Search code examples
erlangsubsetdirected-graphsubgraphpowerset

Generate all possible subgraphs of a directed graph keeping the number of vertices


I have two lists of vertices: V and S.

I would like to generate all possible directed graphs from V and S so, that each vertex from V has only one out-edge and exactly one in-edge, and each vertex from S can have any number of in- and out- edges. Each graph in the result should contain exactly all vertices from V and from S. The result can contain both connected and disconnected graphs.

First I thought it was a powerset-related problem, but powerset has many other sets that may contain just one element (and I do not need those).

My current strategy is to:

  • find all pairs between vertices from V, add to Pairs;
  • find all pairs between vertices from S, add to Pairs;
  • find all pairs between vertices from V and S, add to Pairs;
  • generate subsets of Pairs of size not less than V in a such way, that each subset has exactly one instance of the vertex v in the first position, one instance of the vertex v in the second position and any number of instances of any vertex s from S in any position.

I am not sure this is right and I would like to know about any ideas.

Maybe I could create a fully-connected graph G from V and S and then somehow extract subgraphs from it? (perhaps with the help of digraph:utils)

P.S. I am trying to solve this in Erlang, because it is the language that I am using and actively learning now. But I would be glad to see Java, Ruby or pseudocode in the answer.


Solution

  • Well, it is very nice problem, but you can do some very nice tricks there. You can present graph as square matrix of 0 and 1 where number of rows and columns is number of vertices. Each 1 presents edge from vertex in row to vertex in column. Then every possible graph is one big binary number with N^2 bits i.e. there is 2^(N^2) possible graphs made from N vertices. Now you can divide your issue to two parts.

    1. Generate all possible graphs from S - each graph is just one N^2 bit number.
    2. Then for each this graph you expand matrix by V rows and columns and multiply possibilities by combinations where is exactly one 1 in each V row and column.

    I need one clarification from you. You wrote ... and each vertex from S can have any number of in- and out- edges Is 0 included in any number? Then I don't understand result should contain exactly all vertices from V and from S Constrain to S doesn't have sense because each S is included in each solution as vertex with zero in and out edges. Otherwise it's not all N^2 bit numbers but only those which have at least one 1 in each row and column and then you can't divide your issue to two parts and you have to solve S and V together. Then it may be easier satisfy V rows and columns first (exactly one 1 in row and column) and then multiply each this solution by SxS matrix solutions which satisfy S constrain when you have to have at least one 1 in row and column.

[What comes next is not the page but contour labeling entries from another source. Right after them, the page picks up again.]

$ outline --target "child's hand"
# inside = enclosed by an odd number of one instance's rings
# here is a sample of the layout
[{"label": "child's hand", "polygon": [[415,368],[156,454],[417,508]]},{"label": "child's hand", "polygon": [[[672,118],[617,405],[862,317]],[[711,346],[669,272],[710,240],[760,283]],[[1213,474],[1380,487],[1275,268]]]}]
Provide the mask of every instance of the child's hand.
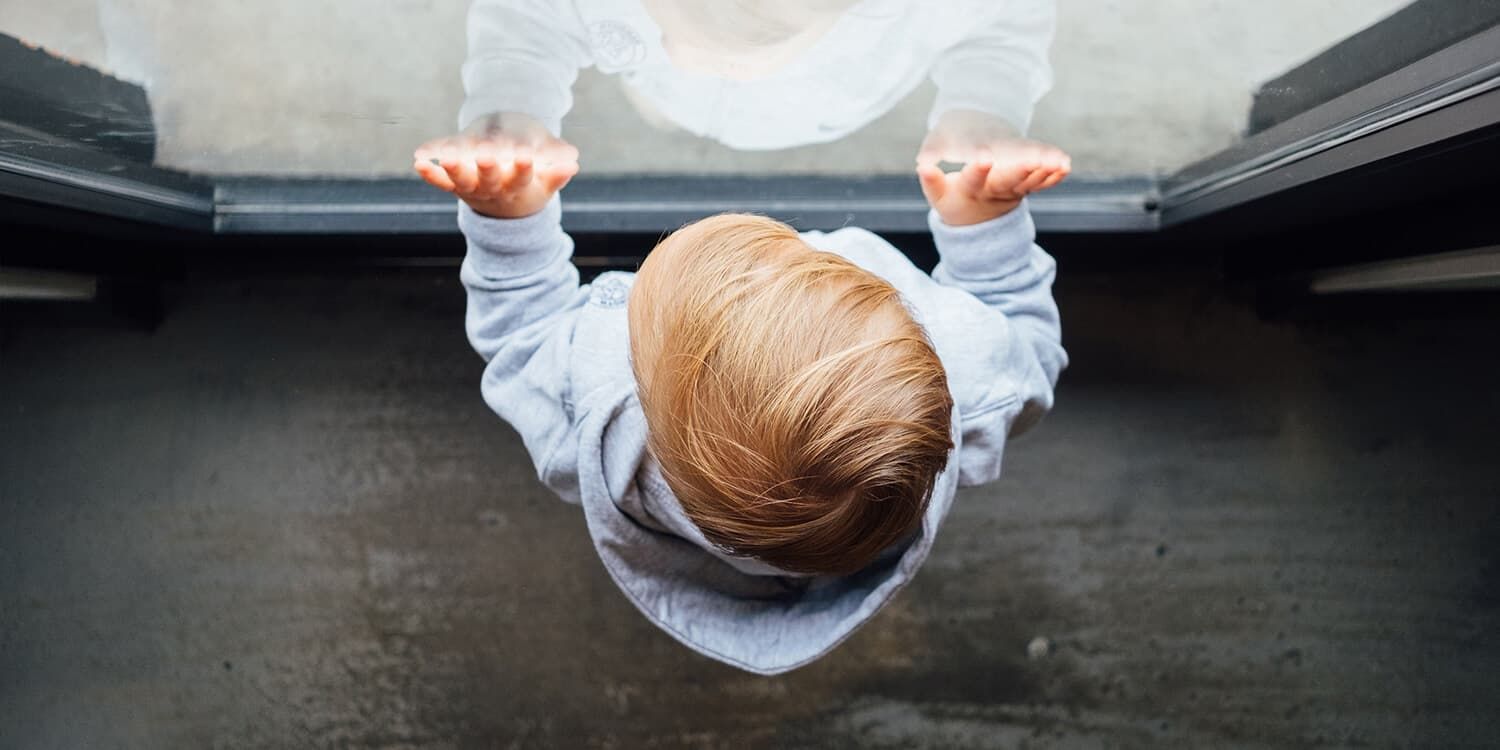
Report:
[{"label": "child's hand", "polygon": [[[944,174],[939,160],[966,164]],[[1062,148],[1022,138],[999,117],[966,110],[945,112],[916,154],[922,194],[951,226],[1000,218],[1070,171],[1072,159]]]},{"label": "child's hand", "polygon": [[496,219],[540,212],[578,174],[578,148],[542,123],[514,114],[428,141],[412,156],[412,168],[423,180]]}]

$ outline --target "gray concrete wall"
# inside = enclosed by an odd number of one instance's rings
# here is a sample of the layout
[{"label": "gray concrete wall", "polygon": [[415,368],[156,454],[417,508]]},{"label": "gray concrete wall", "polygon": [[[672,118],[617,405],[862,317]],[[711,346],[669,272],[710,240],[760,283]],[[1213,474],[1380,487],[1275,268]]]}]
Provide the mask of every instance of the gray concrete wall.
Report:
[{"label": "gray concrete wall", "polygon": [[[1064,274],[1005,477],[832,656],[651,627],[478,396],[454,272],[0,327],[0,747],[1484,747],[1494,321]],[[1050,652],[1032,658],[1044,638]]]},{"label": "gray concrete wall", "polygon": [[[1059,0],[1034,135],[1083,177],[1170,172],[1233,144],[1263,81],[1407,0]],[[144,82],[159,160],[213,174],[406,174],[462,102],[464,0],[0,0],[0,32]],[[602,75],[566,123],[606,172],[906,172],[921,88],[840,142],[742,153],[663,134]]]}]

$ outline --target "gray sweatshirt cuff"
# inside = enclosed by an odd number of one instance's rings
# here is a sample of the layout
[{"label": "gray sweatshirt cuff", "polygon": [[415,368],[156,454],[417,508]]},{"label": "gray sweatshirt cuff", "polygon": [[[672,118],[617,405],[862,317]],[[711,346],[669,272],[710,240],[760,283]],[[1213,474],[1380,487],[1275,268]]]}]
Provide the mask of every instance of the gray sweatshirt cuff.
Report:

    You can experiment with various representations as list of lists for small number of vertices. You can try array module when you will compute index as R+C*N or you can try array of array. For bigger numbers of vertices using array of binaries can be doable. You can even try digraph module here. Similar approach worked well for generating full closure graphs in perl where binary manipulations using vec sucks. But it doesn't seem case here because it is very different issue. You may found some better optimized presentations but I doubt Erlang is best tool for this sort of computations very efficiently. Anyway number of possibilities is growing pretty fast here O(2^(N^2)) so you don't have to worry about efficient storage of big matrices ;-)

    Edit:

    Look at problem from this perspective. If you have 10 vertices and assume it is V and S is empty. Then there is 10! possible graphs i.e. 3628800. If it would be S there is approx 2^100 i.e. 1.2677e+30 graphs (4.0197e+13 years if you will generate 1e+09 graphs per second). It means for any number of vertices bigger than very few you have very big number of possible graphs. So biggest question here is, what will you do with them. You can't store them but if yes so you have to store them very efficiently. Binary field is most efficient way for storing graphs made from S. You can find more efficient way for edges with V vertices. I would store it as array or list where position is vertex where edge goes from and value is vertex where edge goes to.

    So your solution strongly depend what you will do with result. I think you will filter out results in some way because I can't imagine what you will do with so big number of graphs ;-) Mine advice is try filter out meaningful graphs as early as possible during graphs generation. It means your approach should be determined by purpose to enable involve your result filtering in generating algorithm.

    And about Erlang efficiency for this problem, if you deal with so enormous number of entities (possible graphs) you have to manage your memory and CPU usage very carefully. You can use Erlang but for some time critical parts you should use C in NIFs. You also should use more memory friendly data structures as binaries or bignums instead of lists or tuples. You also can find some other languages as C, C++, OCaml, Haskell, ... more suitable for such memory and computation intensive task.